Some insight into the read cache of ZFS - or: The ARC
The Adjustable Replacement Cache (ARC) of Solaris ZFS is really an interesting piece of software Interestingly it´s based on a development of IBM, the Adaptive Replacement Cache as described by Megiddo and Modha, but the developers of ZFS extended it for their own usage. The original implementation was presented on the FAST 2003 and described in this article in ;login:.
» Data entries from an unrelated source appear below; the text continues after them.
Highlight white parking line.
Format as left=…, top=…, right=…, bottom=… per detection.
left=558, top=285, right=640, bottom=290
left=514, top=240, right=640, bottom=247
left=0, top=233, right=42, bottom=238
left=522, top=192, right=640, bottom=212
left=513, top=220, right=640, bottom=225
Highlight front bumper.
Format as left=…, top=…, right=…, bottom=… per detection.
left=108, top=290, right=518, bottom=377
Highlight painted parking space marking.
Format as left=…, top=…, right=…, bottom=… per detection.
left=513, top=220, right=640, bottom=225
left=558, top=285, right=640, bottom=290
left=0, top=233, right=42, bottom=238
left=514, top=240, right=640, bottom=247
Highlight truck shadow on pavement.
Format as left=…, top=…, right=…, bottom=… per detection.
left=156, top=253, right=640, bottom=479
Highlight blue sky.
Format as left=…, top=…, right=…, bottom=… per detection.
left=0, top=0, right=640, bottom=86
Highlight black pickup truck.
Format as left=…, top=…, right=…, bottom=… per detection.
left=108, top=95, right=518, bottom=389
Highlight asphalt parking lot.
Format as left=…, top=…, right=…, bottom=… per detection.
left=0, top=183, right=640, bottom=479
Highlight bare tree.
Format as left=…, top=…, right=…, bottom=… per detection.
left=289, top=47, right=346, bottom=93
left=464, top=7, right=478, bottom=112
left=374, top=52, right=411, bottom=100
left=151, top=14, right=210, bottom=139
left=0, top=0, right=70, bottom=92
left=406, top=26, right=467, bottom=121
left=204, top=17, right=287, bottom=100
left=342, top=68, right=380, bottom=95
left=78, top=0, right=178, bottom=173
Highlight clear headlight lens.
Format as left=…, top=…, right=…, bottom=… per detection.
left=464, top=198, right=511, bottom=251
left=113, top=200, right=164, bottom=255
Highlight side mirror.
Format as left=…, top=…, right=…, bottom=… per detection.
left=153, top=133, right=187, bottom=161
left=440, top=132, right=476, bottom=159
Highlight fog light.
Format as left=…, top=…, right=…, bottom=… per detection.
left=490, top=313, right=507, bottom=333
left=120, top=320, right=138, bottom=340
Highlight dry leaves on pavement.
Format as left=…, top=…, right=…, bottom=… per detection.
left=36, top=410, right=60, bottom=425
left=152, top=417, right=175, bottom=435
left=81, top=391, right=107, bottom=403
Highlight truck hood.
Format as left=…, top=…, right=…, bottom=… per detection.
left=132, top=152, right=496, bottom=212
It´s a really elegant design. In the following description i´ve simplified some mechanisms to make things easier to understand. The authoritative source of information about the ARC in ZFS is
http://src.opensolaris.org/source/xref/onnv/onnv-gate/usr/src/uts/common/fs/zfs/arc.c. But in the next paragraphs i will try to give you some insight into the inner workings of the read cache of ZFS. I will concentrate on the part, how data gets into the cache and how the cache adjust itselfs to the load and thus earns its moniker “Adjustable Replacement Cache”.
Well … the standard LRU mechanisms of other file system caches have some shortfalls. For example, they are not scan-resistant. When you read a large amount of blocks sequential, they tend to fill up the cache, even when they are read just once. When the cache is full and you want to place new data in the cache, the least recently used page is evicted from the cache (thrown out of it). In the case of such large sequential reads, the cache would contain only those reads and not really frequently used data. When the large sequential reads are just used once, the cache is filled with worthless data from the perspective of a cache. There is another challenge: A cache can optimize for recency (bycaching the most recently used pages) or for frequency (by caching the most frequently used pages). Neither way is optimal for every workload. Thus a good cache design is able to optimize itself
The inner workings of ARC
The ARC solves this challenges either in it´s original implementation as in the extended implementation in ZFS. I will describe the fundamental concept of the Adaptice Replacement Cache as described by Megiddo and Modha, as the additional mechanisms of the ZFS implementation hide a little bit the simplicity but effectiveness of this mechanism. Both implementations (the original Adaptive Replacement Cache and the ZFS Adjustable Replacement Cache) share their basic theory of operation thus i think this simplification is a viable one to explain ZFS ARC. Let´s assume that you have a certain amount of pages in your cache. For simplicity, we will assume a 8 pages sized cache. For it´s operating the ARC needs a directory table as large as two times the size of of the cache. This table seperates in 4 lists. The first two ones are obvious ones.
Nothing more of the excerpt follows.